The landmark health care bill was passed by Congress and signed into law by President Obama just over a year ago, but today it appears the highest court in the land will determine its ultimate fate.
Experts agree that a number of federal court challenges questioning its legality mean the Patient Protection and Affordable Care Act is almost certainly destined for the Supreme Court.
Thus far five federal court judges have ruled on the law, which guarantees access to health care to millions of Americans through an individual mandate requiring people to purchase insurance or pay a tax. Three courts have supported it, while two have challenged its constitutionality, including one in Florida that recently declared the entire statute invalid.
But before heading to Washington, the debate took a Harvard detour.
On Thursday (March 24), a year and a day after President Obama made the law official, three legal scholars took up the question of whether or not the act violates the Constitution.
Harvard Law School (HLS) Dean Martha Minow introduced the panel in Austin Hall’s Ames Courtroom. The event was sponsored by the School’s Federalist Society and the Petrie-Flom Center for Health Law Policy, Biotechnology, and Bioethics.
There is no legal precedent for Congress requiring every person to enter into a contractual relationship with a private company, argued Professor Randy Barnett of Georgetown Law, who complained that the law oversteps the Commerce Clause, an enumerated power in the Constitution that gives Congress the power to regulate interstate commerce.
“This has never happened before.”
While the government can require things like the military draft, taxes, and jury duty, “each of these duties is necessary for the operation of government itself, and each has traditionally been widely recognized as inherent in being a citizen of the United States,” said Barnett.
An alumnus of HLS whose work has been used by the courts finding the reform unconstitutional, Barnett also complained that there are no limits placed on this “new claim of federal power.”
“Once the power to conscript Americans to enter into contractual relations with private companies is accepted here,” he said, “it will be accepted any time Congress needs economic mandates to be convenient to the regulation of the national economy.”
Charles Fried, former solicitor general of the United States and associate justice of the Supreme Judicial Court of Massachusetts, countered that the Supreme Court has ruled that insurance is indeed commerce, and that “health insurance as a species of insurance is surely commerce.”

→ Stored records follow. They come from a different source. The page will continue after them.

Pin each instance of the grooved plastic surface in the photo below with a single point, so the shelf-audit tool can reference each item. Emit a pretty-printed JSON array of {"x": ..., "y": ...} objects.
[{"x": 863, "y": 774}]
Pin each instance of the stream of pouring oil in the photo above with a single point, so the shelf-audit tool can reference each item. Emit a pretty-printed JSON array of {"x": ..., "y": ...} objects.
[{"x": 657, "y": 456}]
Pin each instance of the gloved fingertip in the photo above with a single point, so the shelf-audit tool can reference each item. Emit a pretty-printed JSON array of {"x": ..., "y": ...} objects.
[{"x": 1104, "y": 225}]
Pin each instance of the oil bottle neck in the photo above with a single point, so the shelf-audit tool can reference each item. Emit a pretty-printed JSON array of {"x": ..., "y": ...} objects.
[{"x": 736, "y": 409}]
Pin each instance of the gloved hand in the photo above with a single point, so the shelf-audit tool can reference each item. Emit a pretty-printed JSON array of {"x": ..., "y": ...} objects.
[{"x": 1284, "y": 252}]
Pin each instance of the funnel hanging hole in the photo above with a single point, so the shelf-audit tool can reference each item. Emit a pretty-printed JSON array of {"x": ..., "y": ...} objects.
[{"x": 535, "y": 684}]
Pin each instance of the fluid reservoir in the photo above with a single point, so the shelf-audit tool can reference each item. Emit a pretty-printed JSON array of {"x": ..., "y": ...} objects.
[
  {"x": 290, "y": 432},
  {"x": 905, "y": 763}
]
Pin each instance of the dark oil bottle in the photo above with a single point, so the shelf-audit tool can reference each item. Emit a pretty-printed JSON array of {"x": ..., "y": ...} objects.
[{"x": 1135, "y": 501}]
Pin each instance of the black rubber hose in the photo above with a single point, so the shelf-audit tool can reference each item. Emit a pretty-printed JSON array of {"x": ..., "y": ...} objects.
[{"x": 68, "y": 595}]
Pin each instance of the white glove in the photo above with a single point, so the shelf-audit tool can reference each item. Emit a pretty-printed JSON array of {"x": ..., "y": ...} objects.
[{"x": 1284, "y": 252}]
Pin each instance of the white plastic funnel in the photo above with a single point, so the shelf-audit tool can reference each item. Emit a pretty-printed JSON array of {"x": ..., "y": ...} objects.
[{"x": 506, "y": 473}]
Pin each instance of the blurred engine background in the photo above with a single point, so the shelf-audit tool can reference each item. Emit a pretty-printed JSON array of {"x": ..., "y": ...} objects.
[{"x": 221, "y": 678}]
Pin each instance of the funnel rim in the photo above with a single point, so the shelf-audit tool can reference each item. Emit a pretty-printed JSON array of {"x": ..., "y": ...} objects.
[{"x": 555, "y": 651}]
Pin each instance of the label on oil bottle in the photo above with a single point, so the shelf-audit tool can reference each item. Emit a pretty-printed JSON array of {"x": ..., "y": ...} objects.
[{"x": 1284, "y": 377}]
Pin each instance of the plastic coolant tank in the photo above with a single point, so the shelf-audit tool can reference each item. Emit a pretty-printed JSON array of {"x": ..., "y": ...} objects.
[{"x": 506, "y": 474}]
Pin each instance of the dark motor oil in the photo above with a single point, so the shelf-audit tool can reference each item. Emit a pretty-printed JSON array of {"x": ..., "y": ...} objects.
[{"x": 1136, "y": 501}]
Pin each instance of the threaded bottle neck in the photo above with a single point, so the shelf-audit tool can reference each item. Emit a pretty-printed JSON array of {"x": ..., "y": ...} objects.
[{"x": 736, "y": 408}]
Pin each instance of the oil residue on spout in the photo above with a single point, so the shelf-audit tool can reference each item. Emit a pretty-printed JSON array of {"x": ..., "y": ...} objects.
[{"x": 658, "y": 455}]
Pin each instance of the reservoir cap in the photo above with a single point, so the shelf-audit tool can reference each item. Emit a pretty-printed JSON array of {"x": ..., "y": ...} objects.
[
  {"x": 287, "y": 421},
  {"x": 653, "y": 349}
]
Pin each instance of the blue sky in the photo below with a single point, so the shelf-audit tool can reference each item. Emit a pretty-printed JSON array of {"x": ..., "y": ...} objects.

Citing former Supreme Court Chief Justice John Marshall, Fried added that Congress has the “power to make the rule which regulates the subject of commerce.”
Fried, the HLS Beneficial Professor of Law, also noted that the current health care mandate exists because Congress was “skittish” about adopting socialized medicine in the form of a single payer system or the government option.
“It is ironic,” he said, “that a device used to keep health care within the private sector, is somehow viewed as an enormous assault on our liberties.”
Panelist and Carl M. Loeb University Professor Laurence Tribe examined whether a mandate to purchase health insurance or pay a penalty tax can be considered an invasion of one’s liberty.
“There may be a right in the enumerated penumbras of the Bill of Rights or the Liberty Clause, a right not to be forced to accept medical care you do not want, but there’s no right to force the society to pay for your medical care by taking a free ride on the system.”
I. Glenn Cohen, an assistant professor at Harvard Law School and co-director of the Petrie-Flom Center, moderated the event.